I think it's unfortunate how many philosophers are overlooked in the analytic hegemony of
the Anglo-Saxon world due to the unfair claim of obscruitanism that is levied against them.
Read Richard Rorty's 'Philosophy as a Kind of Writing: An Essay on Derrida' for a very
clear, well-considered (if at times over-generalized and outright wrong) explanation of how
Derrida and linguistic philosophy are actually complementary rather than opposed and how
Derrida's actual language, difficult as it was, complemented his philosophy rather than
obscured it.
Likewise, Deleuze (who was attacked as obscuritanist by Alan Sokal and Richard Dawkins)

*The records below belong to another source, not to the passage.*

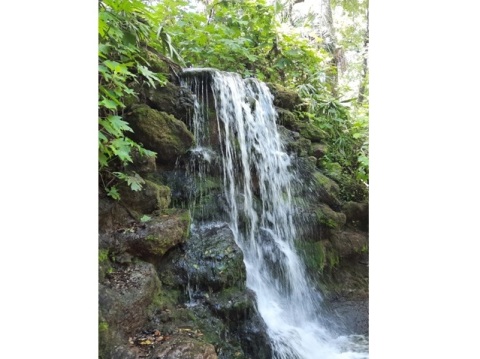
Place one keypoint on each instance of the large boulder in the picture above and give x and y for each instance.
(348, 243)
(159, 132)
(283, 97)
(171, 99)
(151, 197)
(184, 347)
(157, 236)
(212, 260)
(124, 297)
(357, 214)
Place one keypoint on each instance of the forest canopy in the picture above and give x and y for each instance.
(321, 52)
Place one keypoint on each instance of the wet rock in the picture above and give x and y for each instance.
(182, 347)
(348, 243)
(141, 164)
(172, 99)
(318, 150)
(328, 218)
(357, 214)
(124, 296)
(159, 235)
(212, 259)
(283, 97)
(349, 316)
(294, 143)
(112, 215)
(159, 132)
(150, 198)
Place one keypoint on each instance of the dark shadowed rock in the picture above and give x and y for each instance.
(151, 197)
(318, 150)
(159, 132)
(348, 243)
(283, 97)
(213, 260)
(173, 100)
(157, 236)
(357, 214)
(124, 296)
(183, 347)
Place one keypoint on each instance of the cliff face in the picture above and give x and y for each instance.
(168, 289)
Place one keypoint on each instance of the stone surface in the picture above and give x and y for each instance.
(183, 347)
(151, 197)
(124, 296)
(159, 132)
(172, 99)
(213, 261)
(318, 150)
(159, 235)
(284, 98)
(348, 243)
(357, 214)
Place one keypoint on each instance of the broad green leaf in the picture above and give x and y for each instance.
(113, 192)
(111, 105)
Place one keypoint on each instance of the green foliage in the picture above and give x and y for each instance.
(145, 219)
(126, 31)
(240, 36)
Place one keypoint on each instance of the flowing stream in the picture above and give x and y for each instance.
(257, 178)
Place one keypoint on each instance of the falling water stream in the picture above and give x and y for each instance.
(257, 178)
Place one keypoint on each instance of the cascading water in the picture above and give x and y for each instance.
(257, 180)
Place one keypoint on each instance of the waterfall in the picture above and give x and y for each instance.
(258, 178)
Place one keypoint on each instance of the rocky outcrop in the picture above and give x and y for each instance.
(124, 296)
(159, 132)
(170, 290)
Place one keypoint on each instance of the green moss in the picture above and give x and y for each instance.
(103, 255)
(102, 326)
(314, 255)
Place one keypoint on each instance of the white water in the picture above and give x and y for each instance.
(255, 165)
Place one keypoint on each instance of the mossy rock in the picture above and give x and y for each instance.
(328, 218)
(172, 99)
(357, 214)
(123, 301)
(159, 235)
(160, 132)
(349, 243)
(287, 118)
(318, 150)
(184, 347)
(327, 190)
(212, 259)
(312, 132)
(294, 143)
(156, 64)
(151, 197)
(283, 97)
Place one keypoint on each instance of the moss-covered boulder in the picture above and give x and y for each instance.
(348, 243)
(159, 132)
(283, 97)
(294, 143)
(156, 237)
(124, 296)
(318, 150)
(184, 347)
(357, 214)
(327, 190)
(151, 197)
(328, 218)
(172, 99)
(212, 259)
(302, 125)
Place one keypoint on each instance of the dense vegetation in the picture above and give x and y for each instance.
(267, 40)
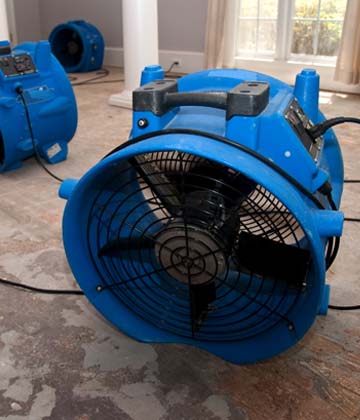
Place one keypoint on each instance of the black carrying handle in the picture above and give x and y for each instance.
(213, 99)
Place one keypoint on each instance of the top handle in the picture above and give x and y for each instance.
(246, 99)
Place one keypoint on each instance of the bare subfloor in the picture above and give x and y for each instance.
(59, 359)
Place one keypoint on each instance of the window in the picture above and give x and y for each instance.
(296, 30)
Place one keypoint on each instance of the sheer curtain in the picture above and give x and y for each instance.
(348, 61)
(220, 37)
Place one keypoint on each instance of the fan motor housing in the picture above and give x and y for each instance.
(50, 100)
(208, 227)
(78, 45)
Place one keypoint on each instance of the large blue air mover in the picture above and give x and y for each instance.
(78, 45)
(211, 225)
(31, 69)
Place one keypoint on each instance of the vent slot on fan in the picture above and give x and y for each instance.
(196, 248)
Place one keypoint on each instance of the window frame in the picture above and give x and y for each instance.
(284, 29)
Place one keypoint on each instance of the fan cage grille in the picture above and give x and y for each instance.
(127, 209)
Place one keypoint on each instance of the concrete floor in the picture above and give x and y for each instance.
(60, 360)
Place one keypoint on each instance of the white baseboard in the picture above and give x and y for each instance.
(189, 61)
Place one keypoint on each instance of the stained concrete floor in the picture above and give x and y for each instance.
(60, 360)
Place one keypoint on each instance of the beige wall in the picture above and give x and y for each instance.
(181, 22)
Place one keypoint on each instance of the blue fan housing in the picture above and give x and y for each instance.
(49, 98)
(78, 45)
(219, 163)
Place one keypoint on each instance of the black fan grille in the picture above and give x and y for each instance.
(129, 210)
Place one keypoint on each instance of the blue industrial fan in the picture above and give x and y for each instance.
(78, 45)
(212, 225)
(38, 113)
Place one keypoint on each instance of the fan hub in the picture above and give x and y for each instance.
(190, 254)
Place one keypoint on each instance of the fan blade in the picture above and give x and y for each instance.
(117, 247)
(160, 184)
(272, 259)
(201, 295)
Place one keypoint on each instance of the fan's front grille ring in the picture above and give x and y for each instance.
(163, 234)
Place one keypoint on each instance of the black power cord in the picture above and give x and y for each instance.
(39, 289)
(319, 129)
(20, 92)
(101, 74)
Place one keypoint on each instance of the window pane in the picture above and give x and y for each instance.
(267, 35)
(248, 8)
(268, 8)
(303, 37)
(306, 8)
(247, 35)
(332, 9)
(329, 38)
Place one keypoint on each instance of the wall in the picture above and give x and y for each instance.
(27, 20)
(181, 26)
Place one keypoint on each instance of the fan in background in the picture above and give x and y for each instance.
(78, 45)
(212, 225)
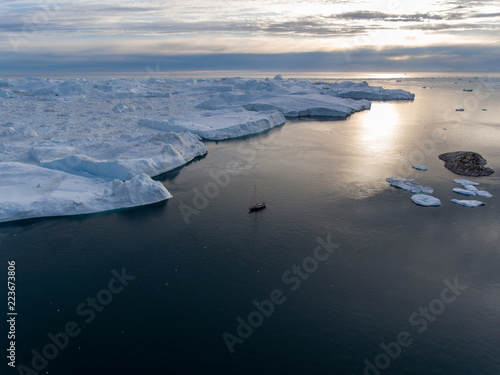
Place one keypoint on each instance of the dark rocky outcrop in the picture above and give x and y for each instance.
(466, 163)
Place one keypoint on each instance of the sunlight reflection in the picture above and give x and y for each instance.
(378, 126)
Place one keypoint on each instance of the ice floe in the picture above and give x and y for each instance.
(464, 191)
(425, 200)
(220, 124)
(468, 203)
(362, 90)
(28, 191)
(420, 167)
(465, 182)
(484, 193)
(409, 185)
(72, 146)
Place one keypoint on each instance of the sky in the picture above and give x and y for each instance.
(272, 35)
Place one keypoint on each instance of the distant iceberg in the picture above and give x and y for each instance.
(220, 124)
(362, 90)
(409, 185)
(468, 203)
(425, 200)
(74, 146)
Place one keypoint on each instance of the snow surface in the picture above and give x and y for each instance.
(484, 193)
(362, 90)
(468, 203)
(74, 146)
(425, 200)
(220, 124)
(28, 191)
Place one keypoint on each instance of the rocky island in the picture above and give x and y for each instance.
(466, 163)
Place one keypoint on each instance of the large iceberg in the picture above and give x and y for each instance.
(363, 90)
(73, 146)
(28, 191)
(468, 203)
(219, 124)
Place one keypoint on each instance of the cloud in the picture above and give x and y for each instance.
(472, 58)
(374, 15)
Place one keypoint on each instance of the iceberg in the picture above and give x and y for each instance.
(362, 90)
(220, 124)
(425, 200)
(73, 146)
(309, 105)
(123, 157)
(464, 191)
(420, 167)
(409, 185)
(468, 203)
(484, 193)
(28, 191)
(465, 182)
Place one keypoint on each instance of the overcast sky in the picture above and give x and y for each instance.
(283, 35)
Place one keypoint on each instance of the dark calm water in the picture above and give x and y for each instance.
(196, 280)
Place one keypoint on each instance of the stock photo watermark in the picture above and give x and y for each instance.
(419, 321)
(292, 278)
(87, 311)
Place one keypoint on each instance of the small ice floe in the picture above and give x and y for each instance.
(484, 193)
(464, 191)
(465, 182)
(467, 203)
(420, 167)
(425, 200)
(470, 188)
(409, 185)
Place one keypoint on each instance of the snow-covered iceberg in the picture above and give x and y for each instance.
(362, 90)
(420, 167)
(409, 185)
(124, 157)
(28, 191)
(425, 200)
(484, 193)
(464, 191)
(92, 145)
(468, 203)
(220, 124)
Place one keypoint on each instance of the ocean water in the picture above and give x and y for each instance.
(340, 274)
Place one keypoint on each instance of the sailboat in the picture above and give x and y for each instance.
(254, 205)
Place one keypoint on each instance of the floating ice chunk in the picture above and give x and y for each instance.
(362, 90)
(464, 191)
(220, 124)
(120, 108)
(484, 193)
(465, 182)
(6, 94)
(57, 193)
(409, 185)
(468, 203)
(420, 167)
(425, 200)
(124, 157)
(470, 187)
(310, 105)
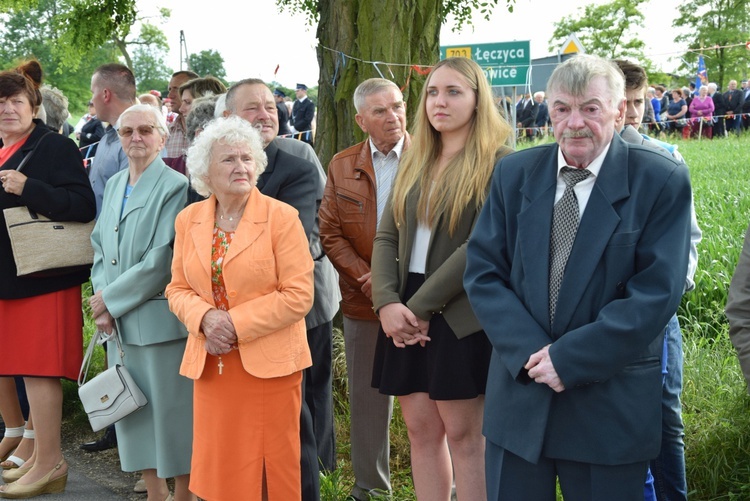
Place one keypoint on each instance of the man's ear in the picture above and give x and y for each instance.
(360, 121)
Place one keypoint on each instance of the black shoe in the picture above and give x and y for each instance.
(107, 441)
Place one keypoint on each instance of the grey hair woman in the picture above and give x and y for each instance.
(241, 283)
(230, 131)
(132, 244)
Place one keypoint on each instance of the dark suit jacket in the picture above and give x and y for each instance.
(302, 115)
(624, 279)
(734, 99)
(58, 188)
(283, 119)
(292, 180)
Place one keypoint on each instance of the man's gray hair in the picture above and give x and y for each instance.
(159, 121)
(55, 106)
(233, 90)
(230, 131)
(576, 74)
(369, 87)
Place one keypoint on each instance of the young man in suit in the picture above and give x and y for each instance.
(292, 178)
(575, 237)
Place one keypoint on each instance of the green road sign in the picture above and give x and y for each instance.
(505, 63)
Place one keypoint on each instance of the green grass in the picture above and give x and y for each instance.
(716, 407)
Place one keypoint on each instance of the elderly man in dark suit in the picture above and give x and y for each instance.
(294, 175)
(576, 264)
(303, 113)
(734, 99)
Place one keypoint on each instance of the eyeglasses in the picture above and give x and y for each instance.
(143, 130)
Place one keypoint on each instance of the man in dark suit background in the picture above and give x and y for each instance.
(541, 120)
(574, 390)
(282, 112)
(294, 175)
(303, 112)
(734, 100)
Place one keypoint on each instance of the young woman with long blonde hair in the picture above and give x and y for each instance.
(432, 352)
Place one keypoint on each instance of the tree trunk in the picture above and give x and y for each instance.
(391, 31)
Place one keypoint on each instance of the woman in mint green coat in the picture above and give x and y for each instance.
(133, 253)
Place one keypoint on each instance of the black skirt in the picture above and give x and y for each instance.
(447, 368)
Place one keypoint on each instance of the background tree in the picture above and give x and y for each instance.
(403, 32)
(608, 30)
(208, 62)
(150, 70)
(722, 27)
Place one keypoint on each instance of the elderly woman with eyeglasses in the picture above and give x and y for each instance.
(132, 243)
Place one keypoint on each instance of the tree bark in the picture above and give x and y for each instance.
(353, 31)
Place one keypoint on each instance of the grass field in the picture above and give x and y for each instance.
(715, 402)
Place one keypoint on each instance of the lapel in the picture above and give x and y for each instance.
(599, 221)
(202, 231)
(271, 151)
(141, 191)
(251, 225)
(534, 223)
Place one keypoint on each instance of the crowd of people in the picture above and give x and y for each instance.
(492, 292)
(685, 111)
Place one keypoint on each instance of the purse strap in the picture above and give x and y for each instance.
(100, 338)
(31, 153)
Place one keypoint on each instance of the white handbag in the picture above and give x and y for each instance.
(112, 394)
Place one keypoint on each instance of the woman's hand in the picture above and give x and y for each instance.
(12, 181)
(403, 326)
(105, 322)
(219, 330)
(97, 304)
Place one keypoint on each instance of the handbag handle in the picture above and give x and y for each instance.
(99, 337)
(31, 153)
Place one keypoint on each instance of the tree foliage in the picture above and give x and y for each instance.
(208, 62)
(718, 29)
(608, 30)
(354, 33)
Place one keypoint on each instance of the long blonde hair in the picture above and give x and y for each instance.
(465, 179)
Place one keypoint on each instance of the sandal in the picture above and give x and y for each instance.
(12, 433)
(12, 462)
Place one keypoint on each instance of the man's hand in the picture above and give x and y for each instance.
(542, 370)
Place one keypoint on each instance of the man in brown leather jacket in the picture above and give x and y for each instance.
(359, 182)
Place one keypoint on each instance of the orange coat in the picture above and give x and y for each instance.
(268, 274)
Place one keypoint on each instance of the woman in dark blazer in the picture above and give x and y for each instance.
(41, 317)
(432, 352)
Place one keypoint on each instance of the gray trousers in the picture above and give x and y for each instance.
(370, 411)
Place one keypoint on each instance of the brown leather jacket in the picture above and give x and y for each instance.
(348, 220)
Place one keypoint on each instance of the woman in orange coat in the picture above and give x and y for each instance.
(242, 282)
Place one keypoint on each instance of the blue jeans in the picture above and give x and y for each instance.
(669, 467)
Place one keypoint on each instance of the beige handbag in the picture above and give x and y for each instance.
(45, 247)
(42, 245)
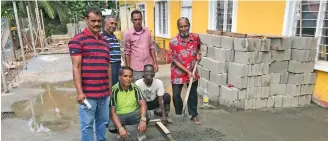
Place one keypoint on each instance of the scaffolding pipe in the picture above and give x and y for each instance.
(19, 35)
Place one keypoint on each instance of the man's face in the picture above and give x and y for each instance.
(93, 22)
(183, 28)
(137, 21)
(149, 74)
(110, 25)
(126, 78)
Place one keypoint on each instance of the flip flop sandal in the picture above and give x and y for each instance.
(196, 120)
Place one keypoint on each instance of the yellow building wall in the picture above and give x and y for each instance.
(320, 91)
(199, 16)
(260, 17)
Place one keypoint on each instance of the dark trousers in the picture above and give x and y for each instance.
(151, 105)
(192, 100)
(115, 68)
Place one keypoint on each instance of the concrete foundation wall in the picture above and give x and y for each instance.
(251, 73)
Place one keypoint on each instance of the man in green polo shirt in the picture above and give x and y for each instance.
(125, 102)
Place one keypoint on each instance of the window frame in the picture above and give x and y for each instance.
(144, 16)
(290, 27)
(157, 30)
(212, 15)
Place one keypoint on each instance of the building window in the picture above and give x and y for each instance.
(162, 18)
(142, 8)
(221, 15)
(186, 10)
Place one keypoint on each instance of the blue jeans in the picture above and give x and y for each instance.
(98, 114)
(115, 68)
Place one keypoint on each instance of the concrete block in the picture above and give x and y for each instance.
(257, 44)
(309, 78)
(215, 66)
(216, 41)
(238, 69)
(205, 73)
(227, 42)
(300, 55)
(261, 103)
(295, 101)
(287, 101)
(304, 100)
(203, 83)
(283, 78)
(203, 49)
(277, 89)
(243, 44)
(242, 94)
(265, 68)
(206, 39)
(224, 55)
(238, 82)
(307, 89)
(303, 43)
(300, 67)
(266, 79)
(265, 45)
(255, 69)
(250, 81)
(295, 78)
(266, 57)
(213, 88)
(210, 51)
(313, 53)
(278, 67)
(275, 78)
(293, 90)
(270, 102)
(228, 93)
(219, 79)
(258, 81)
(278, 101)
(265, 92)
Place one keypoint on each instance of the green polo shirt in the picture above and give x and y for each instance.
(125, 101)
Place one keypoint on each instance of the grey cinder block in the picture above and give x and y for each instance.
(278, 67)
(300, 55)
(210, 52)
(293, 90)
(213, 88)
(219, 79)
(238, 82)
(227, 42)
(300, 67)
(238, 69)
(277, 89)
(224, 55)
(216, 41)
(205, 73)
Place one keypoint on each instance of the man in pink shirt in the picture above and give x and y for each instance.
(138, 47)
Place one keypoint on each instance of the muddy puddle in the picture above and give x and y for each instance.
(54, 109)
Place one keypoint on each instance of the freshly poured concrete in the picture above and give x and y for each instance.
(287, 124)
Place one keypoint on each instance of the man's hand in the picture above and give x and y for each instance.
(80, 97)
(124, 134)
(156, 67)
(142, 126)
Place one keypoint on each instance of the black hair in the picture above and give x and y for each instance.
(183, 18)
(148, 65)
(120, 72)
(93, 9)
(135, 12)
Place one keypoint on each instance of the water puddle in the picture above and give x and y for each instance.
(53, 110)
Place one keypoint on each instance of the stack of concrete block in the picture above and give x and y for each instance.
(251, 73)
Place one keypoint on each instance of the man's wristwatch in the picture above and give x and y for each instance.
(143, 119)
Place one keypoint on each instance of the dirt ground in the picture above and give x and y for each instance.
(47, 85)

was doing something very specific and deliberate with his work. On the one hand, he was
deliberately and intentionally using, misusing, and abusing concepts and wanted to leave
his own work open for others to use, misuse, and abuse (this is a big part of his theory of
repetition, see: Difference and Repition). On the other, he was concerned with "speed of
thought" and didn't want to be slowed down by having to make sure that his theories were
perfectly penetrable and accessible to all. (For an extremely accessible intro to Deleuze's
thought, look up Manuel Delanda's lectures freely available on youtube. Likewise consider
reading the essay by Paul Patton "Concept in Deleuze and Derrida.")
Let me quote Bourdieu's Preface to the English Language edition of Distinctions: "Likewise,
the style of the book, whose long, complex sentences may offend--constructed as they are
with a view to reconstituting the complexity of the social world in a language capable of
holding together the most diverse things while setting them in a rigorous perspective--stems
partly from the endeavor to mobilize all resources of the traditional modes of expression,
literary, philosophical or scientific, so as to say things that were de facto or de jure excluded
from them, and to prevent the reading from slipping back into the simplicities of the smart
essay or the political polemic." Sadly, I would charge Searle of such a simplistic rhetorical
polemic! A line of Judith Butler (who I think can be far too obscuritanist!) adequately sums
up a lot of these thoughts; simply: "What does transparency obscure?"
Perhaps Searle is right, that Foucault was subject, in part, to the codifications of French/
German philosophy and academia. But then he cannot escape the fact that he is subject to
similar codifications which simply takes something (clarity of expression) as its object and
only happens to be opposed to some forms of French/ German expression. If anything,
Searle's theories, as he explains them here, are far more dangerous than any
obscuritanism could be insofar as he considers his presuppositions universal and perhaps
even morally right. My advice, do not confuse "I do not understand" with "This is too
obscure." "I do not understand" might lead to the conclusion that "This is too obscure" but I
promise you, you will pick up a lot of beautiful knowledge along the way.